D-Serine is a natural substance found in the brain and is potentially one of the classes of drugs that are known as cognitive enhancers. As opposed to a synthetic substance, D-Serine would not be something new being introduced into the nervous system.

“D-Serine itself is not an addictive drug – we’re not replacing cocaine with another stimulate drug – and it is not an anti-craving medication” Wagner said. “It is a drug that would be given along with behavioral therapy to enhance the effectiveness of counseling or other cognitive behavioral types of therapy.”

At the time of the research, Lakshmi Kelamangalath was a graduate student at the University and worked alongside Wagner and then-postdoctoral student Claire Seymour.

During the first 15 days of the assignment, the purpose was to self-administer cocaine in 90-minute sessions to male Sprague Dawley rats.

“To make the rats addicted to the cocaine, we put them in a cocaine setting – there are two levels – and in the top part of the box, the cocaine comes through the tubing,” said Kelamangalath, now a post-doctoral fellow at Creighton University in Omaha, N.E. “When the rats pass through the ‘active level,’ they get a cocaine infusion on to the top of their skulls and they learn that one level gets them cocaine and the other does not.”

On the sixteenth day, a period known as the “extinction session,” the rats went back to their cages and their level of active cocaine was measured. For the next five days, the amino acid D-Serine was administered and the rats do not receive any cocaine.

Kelamangalath said the second portion of the research is the most important since most researchers are only interested in the addiction part, but do not look into the next step.

After the five days known as the “re-enactment” portion, the rats were then given a single dose of cocaine to see how they processed the “extinction session” – if they became addicted or “extinguished properly.

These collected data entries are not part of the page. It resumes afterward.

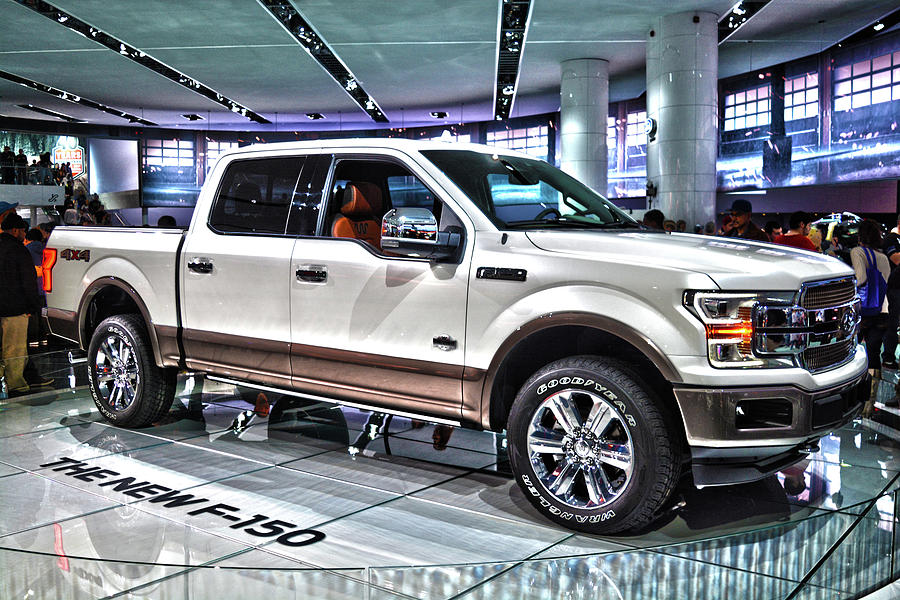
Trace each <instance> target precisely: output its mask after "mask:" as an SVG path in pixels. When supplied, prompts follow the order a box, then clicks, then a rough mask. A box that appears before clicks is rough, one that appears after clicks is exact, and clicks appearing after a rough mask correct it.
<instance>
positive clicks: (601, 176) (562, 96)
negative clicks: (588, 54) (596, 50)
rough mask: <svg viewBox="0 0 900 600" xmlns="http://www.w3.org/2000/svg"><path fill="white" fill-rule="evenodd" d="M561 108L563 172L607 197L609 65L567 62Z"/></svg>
mask: <svg viewBox="0 0 900 600" xmlns="http://www.w3.org/2000/svg"><path fill="white" fill-rule="evenodd" d="M559 106H560V108H559V145H560V159H559V166H560V168H561V169H562V170H563V171H565V172H566V173H568V174H569V175H571V176H572V177H574V178H575V179H578V180H579V181H581V182H583V183H584V184H586V185H588V186H590V187H591V188H593V189H594V190H596V191H597V192H599V193H601V194H603V195H604V196H606V169H607V165H606V117H607V114H608V113H609V62H608V61H605V60H601V59H599V58H579V59H574V60H567V61H564V62H563V63H562V80H561V83H560V101H559Z"/></svg>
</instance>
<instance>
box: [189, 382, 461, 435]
mask: <svg viewBox="0 0 900 600" xmlns="http://www.w3.org/2000/svg"><path fill="white" fill-rule="evenodd" d="M206 379H209V380H210V381H218V382H219V383H230V384H231V385H238V386H241V387H248V388H252V389H254V390H262V391H264V392H274V393H276V394H285V395H286V396H296V397H297V398H305V399H307V400H315V401H316V402H328V403H329V404H340V405H341V406H349V407H350V408H359V409H362V410H368V411H371V412H377V413H385V414H388V415H396V416H398V417H406V418H407V419H416V420H420V421H427V422H429V423H440V424H442V425H452V426H453V427H461V426H462V424H461V422H460V421H452V420H450V419H441V418H440V417H432V416H430V415H423V414H419V413H411V412H405V411H401V410H394V409H391V408H383V407H381V406H373V405H371V404H360V403H358V402H347V401H346V400H337V399H335V398H326V397H325V396H316V395H313V394H304V393H303V392H295V391H294V390H286V389H283V388H276V387H271V386H268V385H260V384H258V383H250V382H247V381H239V380H237V379H227V378H225V377H219V376H218V375H206Z"/></svg>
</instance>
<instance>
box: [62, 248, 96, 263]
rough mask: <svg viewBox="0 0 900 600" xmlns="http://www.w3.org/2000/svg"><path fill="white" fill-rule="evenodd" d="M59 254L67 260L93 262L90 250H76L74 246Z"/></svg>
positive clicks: (85, 261)
mask: <svg viewBox="0 0 900 600" xmlns="http://www.w3.org/2000/svg"><path fill="white" fill-rule="evenodd" d="M59 256H60V258H64V259H66V260H83V261H84V262H91V251H90V250H75V249H74V248H66V249H65V250H63V251H62V252H60V253H59Z"/></svg>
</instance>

“I thought addressing this was an important economical problem . it’s one of the most important issues that we are facing,” Kelamangalath said. “It’s just a basic finding, but if we can enhance the learning process, then there can be a lot of changes in the future”

Wagner said he hopes to further this particular research, if funding becomes available.

“One of the interesting things to test is an opiate, such as heroin, to see how D-Serine affects other drugs and to look at the course of time – how long D-Serine and behavioral therapy affects a person,” Wagner said. “Even if D-Serine itself isn’t the agent that ends up being utilized in the treatment of drug addicts, it provides a strong example of motivation for other agents to look into other drugs that might be working in similar ways.”